No one appears to expect the deal to fall through. The question is, Will Kirkland then remove the tracks? And if the tracks are ripped out, will it even be possible to replace them years from now, if needs for transit, commuter rail, or rail freight service become more pressing? To rail advocates, removal of the tracks would likely doom any move toward using the right of way for those services.
In 2006, then-King County Executive Ron Sims articulated the vision of “the granddaddy of all trails” in announcing the county's interest in the corridor, which runs between Snohomish and Renton. Since then, rail advocates have lost a number of battles to keep the line alive. The route was severed at I-405 in 2008 to allow for widening of the freeway from eight to 10 lanes.
The city of Redmond bought a 3.9-mile chunk of a spur track in 2010, and will use it primarily as a linear park for pedestrians. Early in 2011, a company that had taken over BNSF's freight rail service on the north end of the corridor was forced into bankruptcy and, largely because of the bankruptcy, saw federal administrators refuse its application to reactivate more of the track for freight service. A lawsuit from three Seattle residents attempting to undo the BNSF-Port of Seattle transaction that conveyed the Kirkland trackage lost on a summary judgment last December; the plaintiffs have appealed, however.
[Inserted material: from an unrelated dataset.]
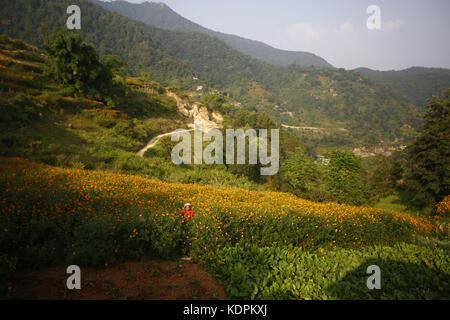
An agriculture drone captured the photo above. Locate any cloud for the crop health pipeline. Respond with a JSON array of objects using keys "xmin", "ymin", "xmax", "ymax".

Redmond has already ripped out or covered over about a mile and a half of its track, Mayor John Marchione told Crosscut in a recent interview. In an earlier interview, he made it clear that he was not OK with freight trains coming into downtown Redmond. “Having a freight train run in your backyard is not acceptable for downtown residents,” he said.
His comment highlights the political tension surrounding neighboring Kirkland's plans: Is the right-of-way best used to move freight and rail passengers by a mode generally recognized as environmentally efficient, or does a pedestrian route make more sense, as a greater contributor to quality of life? Who, in short, gets dibs on that nice level railbed?
Those who seek more than a trail on an old railbed fear that political, financial, and legal challenges would block reinstatement of any sort of railroad once the tracks are gone, that “extinct is forever.” Indeed, this reporter could find no case of tracks ever having been relaid on an established “rail-trail” anywhere in the country.
The track conveyed by BNSF to the port is railbanked: that is, under federal law, it has been assigned to non-freight-rail uses on an interim basis, but remains available for the resumption of freight service, should that become economically viable again. Rail advocates suggest that, if the port signs a conveyance to Kirkland that does not guarantee that the rail infrastructure remains intact, the port will be reneging on its obligations under the railbanking process, which is overseen by the federal Surface Transportation Board (STB).